I have a case where I should visit multiple links and extract information from them. The problem is that when I use “colly.Visit(URL)” I am getting increased visiting. Example:
package main
import (
"fmt"
"github.com/gocolly/colly"
)
func main() {
CATETORIES := []string{
"cate1",
"cate2",
"cate3",
}
c := colly.NewCollector()
for _, cate := range CATETORIES {
c.OnRequest(func(r *colly.Request) {
fmt.Println("Visiting categories", r.URL)
})
c.Visit(cate)
}
}
That will print:
Visiting categories http://cate1
Visiting categories http://cate2
Visiting categories http://cate2
Visiting categories http://cate3
Visiting categories http://cate3
Visiting categories http://cate3
I tried to initialize colly after every iteration and that worked well - then the order was: Visiting categories http://cate1, Visiting categories http://cate2, Visiting categories http://cate3 BUT doing it this way I am loosing my login session.. Any suggestions?
The issue you are facing is because you are adding the OnRequest
callback inside the loop, and each time you add a new callback, it accumulates with the previous callbacks. That’s why you see increased visiting messages.

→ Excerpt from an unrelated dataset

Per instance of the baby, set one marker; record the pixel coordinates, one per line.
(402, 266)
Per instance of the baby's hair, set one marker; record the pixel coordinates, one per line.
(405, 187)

To fix this issue, you can move the OnRequest
callback outside of the loop and use a closure to capture the value of cate
for each iteration. This way, you will have a single callback for each request, and it will correctly display the URL for each category.
Here’s an updated version of your code:
package main
import (
"fmt"
"github.com/gocolly/colly"
)
func main() {
CATEGORIES := []string{
"cate1",
"cate2",
"cate3",
}
c := colly.NewCollector()
// Add the OnRequest callback outside of the loop
c.OnRequest(func(r *colly.Request) {
fmt.Println("Visiting category", r.URL)
})
for _, cate := range CATEGORIES {
// Use a closure to capture the value of cate for each iteration
func(cate string) {
c.Visit(cate)
}(cate)
}
}
By using a closure with func(cate string) {...}
, you ensure that the cate
value is captured correctly for each iteration, and the OnRequest
callback is only added once. Now, you should see the correct visiting messages for each category without duplication.